“The Vigil of Easter, which is celebrated at the end of Holy Saturday as the conclusion to the sacred Triduum, ushers in the celebration of the Resurrection of Our Lord on Easter Sunday. The Vigil of Easter connects the days of Holy Week, especially Holy Thursday and Good Friday, with the culminating celebration of the resurrection of Christ from the dead.
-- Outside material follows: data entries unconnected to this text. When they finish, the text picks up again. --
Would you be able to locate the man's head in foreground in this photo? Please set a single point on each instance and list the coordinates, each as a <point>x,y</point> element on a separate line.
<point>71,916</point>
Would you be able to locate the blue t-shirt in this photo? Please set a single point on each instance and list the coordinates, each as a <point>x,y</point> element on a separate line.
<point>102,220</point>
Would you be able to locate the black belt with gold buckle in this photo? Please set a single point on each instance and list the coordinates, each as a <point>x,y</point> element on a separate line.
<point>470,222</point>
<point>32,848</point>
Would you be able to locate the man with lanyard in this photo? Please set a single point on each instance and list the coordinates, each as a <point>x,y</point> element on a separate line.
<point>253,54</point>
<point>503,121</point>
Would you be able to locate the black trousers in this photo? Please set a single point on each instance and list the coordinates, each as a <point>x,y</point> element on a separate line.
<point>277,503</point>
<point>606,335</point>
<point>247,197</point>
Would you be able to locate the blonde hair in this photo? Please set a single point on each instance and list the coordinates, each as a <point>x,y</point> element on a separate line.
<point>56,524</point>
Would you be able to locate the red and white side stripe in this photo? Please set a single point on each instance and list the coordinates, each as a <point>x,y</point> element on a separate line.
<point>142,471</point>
In some places throughout the early centuries of the Church’s life, the people of God would hold vigil, which means “keep watch,” through the night in expectation of Christ’s return. A vigil in expectation of Christ’s return at Easter became a common feature of the celebration of His crucifixion and resurrection. The vigil consisted of prayer, psalms and hymns, and readings, especially from the Old Testament, culminating in the celebration of the resurrection at dawn with the Lord’s Supper. As the Church gathered in vigil, she waited in hopeful expectation for the appearance of the resurrected Christ in those most recently born in Him, the newly baptized. During the vigil, those who had prepared throughout Lent to be joined to Christ were baptized. At the dawn of the new day at Easter sunrise, the newly baptized joined the entire Church in the chorus of alleluias at Christ’s resurrection from the dead.”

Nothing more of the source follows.